A number of people have written to the Vatican Library or the Hapsburg Archives; no one has found any such manuscript. The Monte Cassino monastery, as is well known, was destroyed during the Second World War. Conveniently, Szekely only revealed the existence of the manuscripts at Monte Cassino after the war, even though the first edition was published before the war. In the 1937 edition, Szekely dates the Aramaic to the first century; in the 1977 edition, to the third century. Well, how does he know, and why did he change his mind? What, exactly, is going on here? Are we just supposed to take his word for it, or what?

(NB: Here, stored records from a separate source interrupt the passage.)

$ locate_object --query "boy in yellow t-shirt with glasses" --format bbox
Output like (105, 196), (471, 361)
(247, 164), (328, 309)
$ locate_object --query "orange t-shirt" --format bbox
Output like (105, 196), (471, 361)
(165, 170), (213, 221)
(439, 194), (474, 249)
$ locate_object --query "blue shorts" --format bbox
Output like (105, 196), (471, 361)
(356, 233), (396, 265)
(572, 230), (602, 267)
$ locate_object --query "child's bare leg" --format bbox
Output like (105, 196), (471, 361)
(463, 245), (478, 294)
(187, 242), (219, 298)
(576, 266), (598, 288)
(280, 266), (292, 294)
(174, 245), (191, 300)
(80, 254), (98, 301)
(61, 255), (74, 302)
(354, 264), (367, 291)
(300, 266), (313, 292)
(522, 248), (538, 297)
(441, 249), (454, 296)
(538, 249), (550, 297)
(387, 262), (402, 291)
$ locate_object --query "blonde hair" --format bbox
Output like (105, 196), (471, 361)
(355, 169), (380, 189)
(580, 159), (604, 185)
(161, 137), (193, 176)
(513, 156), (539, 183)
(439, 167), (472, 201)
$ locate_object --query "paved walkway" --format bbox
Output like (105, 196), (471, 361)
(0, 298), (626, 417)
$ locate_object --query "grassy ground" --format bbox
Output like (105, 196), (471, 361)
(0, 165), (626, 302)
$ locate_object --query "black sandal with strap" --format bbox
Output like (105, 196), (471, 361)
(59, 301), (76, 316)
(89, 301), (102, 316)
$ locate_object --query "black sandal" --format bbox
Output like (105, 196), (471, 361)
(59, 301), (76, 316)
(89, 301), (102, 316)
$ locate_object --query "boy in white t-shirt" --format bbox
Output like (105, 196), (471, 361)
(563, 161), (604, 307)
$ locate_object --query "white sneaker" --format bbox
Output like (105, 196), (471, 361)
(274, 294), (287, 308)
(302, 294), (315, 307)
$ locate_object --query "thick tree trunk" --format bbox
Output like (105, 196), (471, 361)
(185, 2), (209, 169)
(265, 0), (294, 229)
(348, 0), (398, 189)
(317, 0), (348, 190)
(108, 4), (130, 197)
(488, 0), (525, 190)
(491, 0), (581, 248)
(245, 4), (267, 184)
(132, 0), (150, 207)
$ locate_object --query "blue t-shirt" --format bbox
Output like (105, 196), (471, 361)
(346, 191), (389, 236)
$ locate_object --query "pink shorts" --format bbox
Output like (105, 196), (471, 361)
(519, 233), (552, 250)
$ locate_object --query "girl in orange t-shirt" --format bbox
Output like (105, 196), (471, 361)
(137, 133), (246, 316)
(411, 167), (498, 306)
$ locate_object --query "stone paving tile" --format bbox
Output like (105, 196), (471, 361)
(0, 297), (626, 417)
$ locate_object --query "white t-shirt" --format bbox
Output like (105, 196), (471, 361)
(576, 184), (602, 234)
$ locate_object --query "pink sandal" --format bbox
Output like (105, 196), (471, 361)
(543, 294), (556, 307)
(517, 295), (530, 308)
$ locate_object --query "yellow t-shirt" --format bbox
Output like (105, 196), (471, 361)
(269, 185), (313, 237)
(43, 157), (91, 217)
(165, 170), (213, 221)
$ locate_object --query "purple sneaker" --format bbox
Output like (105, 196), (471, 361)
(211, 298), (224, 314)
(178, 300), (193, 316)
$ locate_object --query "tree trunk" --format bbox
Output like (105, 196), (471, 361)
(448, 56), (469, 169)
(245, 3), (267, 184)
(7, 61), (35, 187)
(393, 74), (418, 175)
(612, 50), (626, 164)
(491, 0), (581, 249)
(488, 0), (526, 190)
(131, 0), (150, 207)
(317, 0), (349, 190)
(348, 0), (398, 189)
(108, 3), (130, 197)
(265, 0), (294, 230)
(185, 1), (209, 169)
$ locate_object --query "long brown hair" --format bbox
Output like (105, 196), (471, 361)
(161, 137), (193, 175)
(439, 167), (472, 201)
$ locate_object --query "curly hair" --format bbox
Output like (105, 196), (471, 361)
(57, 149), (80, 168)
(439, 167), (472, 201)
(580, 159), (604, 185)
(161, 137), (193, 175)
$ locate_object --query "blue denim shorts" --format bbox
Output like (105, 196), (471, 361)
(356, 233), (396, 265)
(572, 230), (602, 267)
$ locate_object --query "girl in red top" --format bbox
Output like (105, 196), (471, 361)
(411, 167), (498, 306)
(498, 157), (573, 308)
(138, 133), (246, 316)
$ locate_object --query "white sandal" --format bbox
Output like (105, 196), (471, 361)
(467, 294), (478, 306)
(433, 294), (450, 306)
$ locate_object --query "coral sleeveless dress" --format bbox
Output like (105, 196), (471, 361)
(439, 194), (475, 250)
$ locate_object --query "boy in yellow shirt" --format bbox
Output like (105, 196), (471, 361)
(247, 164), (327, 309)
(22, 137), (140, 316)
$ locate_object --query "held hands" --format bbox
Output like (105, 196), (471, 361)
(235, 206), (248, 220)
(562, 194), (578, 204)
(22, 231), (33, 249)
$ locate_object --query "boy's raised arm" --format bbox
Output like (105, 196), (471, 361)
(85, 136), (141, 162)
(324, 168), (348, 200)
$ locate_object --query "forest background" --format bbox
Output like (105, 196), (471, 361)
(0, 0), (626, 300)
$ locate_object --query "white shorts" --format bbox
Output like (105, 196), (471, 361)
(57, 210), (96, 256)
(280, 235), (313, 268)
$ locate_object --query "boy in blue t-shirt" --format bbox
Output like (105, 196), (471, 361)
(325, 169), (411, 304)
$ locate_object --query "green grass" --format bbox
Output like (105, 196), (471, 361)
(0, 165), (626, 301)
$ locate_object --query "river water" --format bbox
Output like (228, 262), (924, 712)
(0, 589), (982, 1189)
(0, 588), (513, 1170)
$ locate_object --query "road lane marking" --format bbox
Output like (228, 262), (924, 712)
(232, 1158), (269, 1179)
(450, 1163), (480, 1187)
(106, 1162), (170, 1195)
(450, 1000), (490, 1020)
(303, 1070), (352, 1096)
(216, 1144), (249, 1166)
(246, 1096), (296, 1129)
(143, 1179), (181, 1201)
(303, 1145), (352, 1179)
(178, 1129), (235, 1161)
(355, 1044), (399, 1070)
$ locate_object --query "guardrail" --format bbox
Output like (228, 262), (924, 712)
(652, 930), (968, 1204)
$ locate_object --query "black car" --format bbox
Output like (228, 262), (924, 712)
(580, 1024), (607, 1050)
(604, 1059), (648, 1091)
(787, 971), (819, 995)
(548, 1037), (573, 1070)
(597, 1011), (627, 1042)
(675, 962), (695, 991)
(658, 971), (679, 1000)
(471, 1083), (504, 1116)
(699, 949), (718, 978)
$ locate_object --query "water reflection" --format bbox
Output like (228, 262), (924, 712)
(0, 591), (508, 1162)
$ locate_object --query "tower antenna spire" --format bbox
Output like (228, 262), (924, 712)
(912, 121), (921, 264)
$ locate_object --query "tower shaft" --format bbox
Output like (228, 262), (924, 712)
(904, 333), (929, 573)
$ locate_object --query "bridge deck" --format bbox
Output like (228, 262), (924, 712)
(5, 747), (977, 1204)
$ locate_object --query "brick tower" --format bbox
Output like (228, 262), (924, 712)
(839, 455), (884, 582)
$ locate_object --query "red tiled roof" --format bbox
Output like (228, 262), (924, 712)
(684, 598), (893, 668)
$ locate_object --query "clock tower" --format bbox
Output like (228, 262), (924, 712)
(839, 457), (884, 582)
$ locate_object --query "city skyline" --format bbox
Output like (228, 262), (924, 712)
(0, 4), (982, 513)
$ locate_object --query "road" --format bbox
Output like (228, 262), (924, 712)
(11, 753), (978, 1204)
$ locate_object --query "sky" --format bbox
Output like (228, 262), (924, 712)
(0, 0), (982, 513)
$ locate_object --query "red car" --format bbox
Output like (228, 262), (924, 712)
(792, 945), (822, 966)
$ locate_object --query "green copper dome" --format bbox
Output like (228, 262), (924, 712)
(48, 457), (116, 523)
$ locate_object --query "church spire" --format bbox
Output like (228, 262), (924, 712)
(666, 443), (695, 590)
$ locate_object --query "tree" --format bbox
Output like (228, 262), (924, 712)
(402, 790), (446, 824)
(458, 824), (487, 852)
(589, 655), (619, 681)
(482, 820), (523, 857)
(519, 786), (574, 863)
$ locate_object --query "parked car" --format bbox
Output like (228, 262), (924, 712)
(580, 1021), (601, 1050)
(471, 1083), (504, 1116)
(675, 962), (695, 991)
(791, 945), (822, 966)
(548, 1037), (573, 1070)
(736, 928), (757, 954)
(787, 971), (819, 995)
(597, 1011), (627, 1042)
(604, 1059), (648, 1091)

Looking at the manuscript, we see that it is full of modern “natural” health ideas. For example, Jesus is quoted as advocating enemas, complete with a graphic description of how to perform them! Here is a quote (from The Essene Gospel of Peace, Book I, 1981 edition):
Seek, therefore, a large trailing gourd, having a stalk the length of a man; take out its inwards and fill it with water from the river which the sun has warmed. Hang it upon the branch of a tree, and kneel upon the ground before the angel of water, and suffer the end of the stalk of the trailing gourd to enter your hinder parts, that the water may flow through all your bowels. (P. 16)
In fact, Jesus says that unless you perform these enemas, you cannot come into God’s presence:
No man may come before the face of God, whom the angel of water lets not pass (p. 14).
He also advocates a raw-foods diet:
“Master, where is the fire of life?” asked some of them.
“In you, in your blood, and in your bodies.”
“And the fire of death?”
“It is the fire which blazes outside your body, which is hotter than your blood. With that fire of death you cook your foods in your homes and in your fields. I tell you truly, it is the same fire which destroys your foods and your bodies . . . Eat nothing, therefore, which a stronger fire than the fire of life has killed.” (P. 36)
Jesus goes on in this vein, explaining how you can make raw bread (by sprouting wheat, basically). Jesus also allows us to drink dairy milk (p. 36–37). Presumably this milk would be non-pasteurized. Every seventh day, we are to fast altogether (p. 41).
Sometimes there are modern forgeries (or alleged forgeries) which really do puzzle even the scholars. These include Dr. Morton Smith’s The Secret Gospel of Mark, and the inscription on the James ossuary, “James son of Joseph, brother of Jesus.” The James ossuary inscription resulted in accusations of forgery and a lengthy trial. In both cases scholarly opinion was at least initially divided and expert opinion really was required. Scholarly opinion seems to be that The Secret Gospel of Mark is a forgery, but that the inscription on the James ossuary is genuine; the owner of the ossuary was acquitted of the forgery charges.
But it does not require specialist knowledge to see that there are some major problems with The Essene Gospel of Peace. Szekely has come up with a clearly contrived story: a mysterious manuscript, the physical condition of which Szekely never described, which no one except Szekely has ever seen, which Szekely quickly and effortlessly translated, and which the libraries at the Vatican and in Vienna deny having, is supposed to have fabulous revelations about Jesus? And Jesus wants us to drink raw milk, eat raw food, and give ourselves enemas? This can’t be taken seriously as evidence about Jesus. Readers interested in pursuing this topic further should read Strange Tales About Jesus, by Per Beskow (Philadelphia: Fortress Press, 1983), which discusses this and other modern gospels.
Why did Szekely do it? We don’t know. Perhaps Szekely thought that “the end justifies the means,” and just wanted to promote his own raw-food ideas claiming “Jesus” as his authority. Perhaps he did it just because he could; the man is long gone, and we cannot cross-examine him. But we absolutely cannot rely on The Essene Gospel of Peace as any sort of historical information about Jesus or for that matter anything else before about the year 1920.